World Neurosurg. 2019 Jan;121:e77-e88. doi: 10.1016/j.wneu.2018.08.229. Epub 2018 Sep 11.

Abstract

OBJECTIVE

To investigate the predictive value of preoperative fear-avoidance factors (self-efficacy for exercise, pain catastrophizing, kinesiophobia, and depression), walking capacity, and traditional predictor variables for predicting postoperative changes in physical activity level and disability 6 months after lumbar fusion surgery in patients with chronic low back pain (LBP).

METHODS

We prospectively enrolled 118 patients scheduled for lumbar fusion surgery for motion-elicited chronic LBP with degenerative changes in 1-3 segments of the lumbar spine. Associations between the predictors and the dependent variables were investigated with multiple linear regression analysis.
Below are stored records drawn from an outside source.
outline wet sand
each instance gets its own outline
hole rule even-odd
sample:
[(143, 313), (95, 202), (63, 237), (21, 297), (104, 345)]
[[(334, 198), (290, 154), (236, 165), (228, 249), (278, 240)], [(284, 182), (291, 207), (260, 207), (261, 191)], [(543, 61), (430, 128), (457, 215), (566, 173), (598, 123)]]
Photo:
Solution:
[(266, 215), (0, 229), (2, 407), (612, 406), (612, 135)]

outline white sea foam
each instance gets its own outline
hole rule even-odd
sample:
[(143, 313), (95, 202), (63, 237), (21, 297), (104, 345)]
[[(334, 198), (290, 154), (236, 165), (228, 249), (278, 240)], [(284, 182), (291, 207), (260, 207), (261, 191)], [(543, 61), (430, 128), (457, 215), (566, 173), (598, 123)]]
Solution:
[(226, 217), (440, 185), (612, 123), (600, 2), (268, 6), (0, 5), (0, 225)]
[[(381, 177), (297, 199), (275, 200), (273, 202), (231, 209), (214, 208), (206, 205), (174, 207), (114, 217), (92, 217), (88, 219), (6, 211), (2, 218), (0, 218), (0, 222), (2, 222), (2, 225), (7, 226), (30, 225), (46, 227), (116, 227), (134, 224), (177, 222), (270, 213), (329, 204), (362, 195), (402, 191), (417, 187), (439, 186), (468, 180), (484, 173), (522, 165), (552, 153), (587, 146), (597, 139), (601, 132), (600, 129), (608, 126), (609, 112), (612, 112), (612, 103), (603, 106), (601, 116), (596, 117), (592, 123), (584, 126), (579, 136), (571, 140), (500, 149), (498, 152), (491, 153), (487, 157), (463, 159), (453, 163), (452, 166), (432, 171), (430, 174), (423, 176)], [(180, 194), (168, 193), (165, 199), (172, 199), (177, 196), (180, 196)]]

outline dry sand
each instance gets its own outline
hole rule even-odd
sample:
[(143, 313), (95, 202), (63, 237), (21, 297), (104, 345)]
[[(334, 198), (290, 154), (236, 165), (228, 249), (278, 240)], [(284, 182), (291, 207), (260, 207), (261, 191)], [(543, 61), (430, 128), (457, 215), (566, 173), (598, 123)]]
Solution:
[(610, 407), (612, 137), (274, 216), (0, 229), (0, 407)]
Dependent variables were physical activity level as objectively measured with a triaxial accelerometer and disability as measured with the Oswestry Disability Index.

RESULTS

Preoperative physical activity level (β = -0.349; P < 0.001) and self-efficacy for exercise (β = 0.176; P = 0.021) were significant predictors of the postoperative change in physical activity. Preoperative disability (β = -0.790; P < 0.001), self-efficacy for exercise (β = 0.152; P = 0.024), and pain catastrophizing (β = 0.383; P = 0.033) were significant predictors for the change in the Oswestry Disability Index.

CONCLUSIONS

Patients with low levels of preoperative physical activity were more likely to increase their level of physical activity after lumbar fusion surgery, especially when their self-efficacy for exercise was high. However, most of these patients still had low levels of physical activity after surgery, and they may therefore need extra support in increasing their postoperative physical activity levels.

摘要

目的

探讨术前恐惧回避因素(运动自我效能、疼痛灾难化、运动恐惧和抑郁)、步行能力以及传统预测变量对慢性下腰痛(LBP)患者腰椎融合术后6个月身体活动水平和残疾程度变化的预测价值。

方法

我们前瞻性纳入了118例计划行腰椎融合手术的患者,这些患者因运动诱发的慢性LBP且腰椎1 - 3节段有退行性改变。通过多元线性回归分析研究预测因素与因变量之间的关联。因变量包括用三轴加速度计客观测量的身体活动水平以及用Oswestry残疾指数测量的残疾程度。

结果

术前身体活动水平(β = -0.349;P < 0.001)和运动自我效能(β = 0.176;P = 0.021)是术后身体活动变化的显著预测因素。术前残疾程度(β = -0.790;P < 0.001)、运动自我效能(β = 0.152;P = 0.024)和疼痛灾难化(β = 0.383;P = 0.033)是Oswestry残疾指数变化韵显著预测因素。

结论

术前身体活动水平较低的患者在腰椎融合术后更有可能提高其身体活动水平,尤其是当他们的运动自我效能较高时。然而,这些患者中的大多数术后身体活动水平仍然较低,因此他们可能需要额外的支持来提高术后身体活动水平。